Village in Norfolk, England

Thurton is a village in South Norfolk lying 8½ miles (13½ km) south-east of Norwich on the A146 Norwich to Lowestoft road between Framingham Pigot and Loddon. The A146 effectively divides the village in two; a 40 mph limit is in force. At the 2001 census and the 2011 Census Thurton had 223 households and a population of 567.

Thurton is written 'Tortuna' in the Domesday Book. The suffix is the Anglo-Saxon 'tun', meaning an enclosed space. The prefix may refer to a thorn bush, or perhaps to the Anglo-Saxon god Thunor, whom the Normans called Thur. So Thurton may mean 'the place of the thorn bush' or 'Thor's enclosure'.

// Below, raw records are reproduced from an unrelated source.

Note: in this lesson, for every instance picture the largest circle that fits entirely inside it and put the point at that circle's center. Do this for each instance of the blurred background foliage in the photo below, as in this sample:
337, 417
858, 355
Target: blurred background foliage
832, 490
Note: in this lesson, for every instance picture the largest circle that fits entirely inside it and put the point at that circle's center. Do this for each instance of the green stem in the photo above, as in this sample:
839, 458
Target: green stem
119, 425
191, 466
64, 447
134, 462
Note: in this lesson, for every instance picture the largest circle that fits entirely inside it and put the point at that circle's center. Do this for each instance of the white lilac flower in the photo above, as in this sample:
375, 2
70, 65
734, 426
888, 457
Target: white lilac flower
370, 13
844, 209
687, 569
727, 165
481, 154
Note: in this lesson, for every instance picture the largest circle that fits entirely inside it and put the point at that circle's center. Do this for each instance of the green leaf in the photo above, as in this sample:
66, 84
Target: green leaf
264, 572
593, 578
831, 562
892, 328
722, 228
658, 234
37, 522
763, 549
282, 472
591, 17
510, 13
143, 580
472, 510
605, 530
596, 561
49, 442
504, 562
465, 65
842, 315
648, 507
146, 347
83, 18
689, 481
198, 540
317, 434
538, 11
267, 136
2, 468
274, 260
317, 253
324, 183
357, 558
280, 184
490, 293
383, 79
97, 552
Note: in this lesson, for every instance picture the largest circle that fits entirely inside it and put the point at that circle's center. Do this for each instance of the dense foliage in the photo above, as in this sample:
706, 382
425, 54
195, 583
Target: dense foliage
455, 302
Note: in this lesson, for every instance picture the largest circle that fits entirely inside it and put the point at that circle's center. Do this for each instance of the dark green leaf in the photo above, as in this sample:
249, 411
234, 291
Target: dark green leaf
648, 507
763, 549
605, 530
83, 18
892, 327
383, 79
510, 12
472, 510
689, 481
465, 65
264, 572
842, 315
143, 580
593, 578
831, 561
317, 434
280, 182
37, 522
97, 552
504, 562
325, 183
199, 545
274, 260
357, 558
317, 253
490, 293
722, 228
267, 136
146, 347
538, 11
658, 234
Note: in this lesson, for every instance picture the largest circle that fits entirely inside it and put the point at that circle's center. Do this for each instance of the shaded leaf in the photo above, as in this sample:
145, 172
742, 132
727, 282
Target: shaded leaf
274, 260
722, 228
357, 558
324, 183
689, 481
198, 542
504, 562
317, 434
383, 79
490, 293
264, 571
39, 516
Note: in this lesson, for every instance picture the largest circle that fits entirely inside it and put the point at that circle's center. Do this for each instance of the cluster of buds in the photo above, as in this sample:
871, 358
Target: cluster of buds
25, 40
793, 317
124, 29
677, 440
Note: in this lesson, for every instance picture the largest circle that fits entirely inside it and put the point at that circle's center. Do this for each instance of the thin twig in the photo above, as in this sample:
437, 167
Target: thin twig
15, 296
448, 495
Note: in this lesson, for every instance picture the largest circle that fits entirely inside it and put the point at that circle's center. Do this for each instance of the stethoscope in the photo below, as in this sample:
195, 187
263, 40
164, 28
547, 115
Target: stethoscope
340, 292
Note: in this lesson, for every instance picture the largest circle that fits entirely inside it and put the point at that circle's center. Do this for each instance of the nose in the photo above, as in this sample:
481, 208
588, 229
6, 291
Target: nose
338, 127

The village no longer has a shop, post office or garage, all having closed. It has a pub, the George and Dragon which has darts and pool teams and sponsors the football team. It also provides the focus for the village's annual St George's Day celebrations and is often host to local bands. Opposite the pub is Thurton Foundry which was founded in 1963 and produces ferrous and non-ferrous castings. The village hosts a large classic car show and autojumble annually which raises significant money for local charities.

The thatched parish church stands on a hill to the south of the village and is dedicated to St Ethelbert. Parts date from the Norman period. Thurton Primary School has around 90 children between the ages of 4–11.